The UK government has “abandoned” Morad Tahbaz, an environmental campaigner held in Iran, his daughter said on Wednesday, a month after two other UK-Iranians were freed and returned.
Tahbaz, 69, who holds British, US and Iranian citizenship, remains in prison in Tehran while Nazanin Zaghari-Ratcliffe and Anoosheh Ashoori flew home in March after the UK government repaid a historic debt to Tehran.
The British government “led us to believe all this time that he was to be a part of any deal they were making for the other hostages,” Roxanne Tahbaz told AFP as she protested outside Britain’s foreign office in London.
“Yet he’s still there. He’s been abandoned by his government. And we have still yet to have any answers for that and a plan forward,” she said, holding a poster reading “Bring My Dad Home”.
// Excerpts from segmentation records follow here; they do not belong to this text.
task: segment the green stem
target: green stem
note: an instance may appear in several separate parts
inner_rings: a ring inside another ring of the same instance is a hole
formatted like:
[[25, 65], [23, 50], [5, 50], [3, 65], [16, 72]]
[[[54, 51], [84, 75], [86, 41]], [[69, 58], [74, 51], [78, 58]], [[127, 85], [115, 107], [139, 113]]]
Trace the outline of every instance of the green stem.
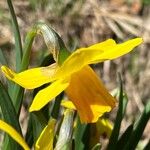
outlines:
[[19, 71], [21, 59], [22, 59], [22, 44], [21, 44], [21, 36], [19, 31], [19, 26], [17, 22], [17, 18], [15, 15], [15, 11], [12, 5], [11, 0], [7, 0], [8, 7], [10, 10], [10, 14], [12, 17], [12, 25], [14, 30], [14, 37], [15, 37], [15, 47], [16, 47], [16, 70]]

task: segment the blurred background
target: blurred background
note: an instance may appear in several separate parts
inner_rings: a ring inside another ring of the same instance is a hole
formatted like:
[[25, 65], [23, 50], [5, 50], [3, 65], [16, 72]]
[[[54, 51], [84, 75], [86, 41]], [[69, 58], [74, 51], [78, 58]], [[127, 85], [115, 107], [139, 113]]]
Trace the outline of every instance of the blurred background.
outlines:
[[[52, 26], [70, 50], [86, 47], [113, 38], [116, 42], [142, 37], [144, 43], [130, 54], [94, 67], [106, 87], [118, 87], [120, 72], [129, 98], [122, 130], [143, 110], [150, 100], [150, 0], [13, 0], [22, 43], [26, 33], [37, 21]], [[0, 0], [0, 49], [14, 68], [14, 37], [5, 0]], [[38, 36], [32, 46], [30, 66], [38, 66], [48, 54], [43, 39]], [[9, 58], [9, 59], [8, 59]], [[117, 108], [116, 108], [117, 109]], [[26, 111], [25, 111], [26, 112]], [[114, 110], [115, 112], [115, 110]], [[22, 118], [25, 118], [23, 113]], [[116, 113], [112, 114], [115, 116]], [[150, 138], [150, 123], [143, 142]]]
Britain’s foreign ministry told Tahbaz’s family that when the other hostages were released, Iran had agreed to free Tahbaz on unrestricted curfew.
But Roxanne said that her father, who has been treated for cancer, was returned to Tehran’s Evrin prison within 24 hours of his partial release.
Officials from Foreign Secretary Liz Truss’s ministry have said that Tahbaz’s London-born father’s case was different because of his US nationality.
“The foreign office said that his situation was more complicated because the Iranians saw him as an American citizen,” Roxanne said.
“But we felt strongly that it wasn’t up to them actually, the UK should have stood their ground, he’s a British citizen. He was born here and that should have protected him.
“We’ve been patient for four years, and quiet, just as advised, but we can’t wait any more,” she said.
Campaigners are also calling for British-Iranian labour rights activist Mehran Raoof, who was detained in October 2020, to be freed.
Amnesty International’s Sacha Deshmukh said he was at the protest outside Truss’s office “to send a message to the British government and to the foreign secretary that no one should be left behind.”
“The important thing for us to remember, whether it’s Mehran or Morad, or indeed Nazanin or Anoosheh when they were in prison before, is that we’re talking about ordinary people,” Amnesty UK’s CEO Deshmukh told AFP.
“They have nothing to do with politics. They have nothing to do with governments. These are ordinary people, ordinary British nationals who are held and our government needs to focus on their return,” he said.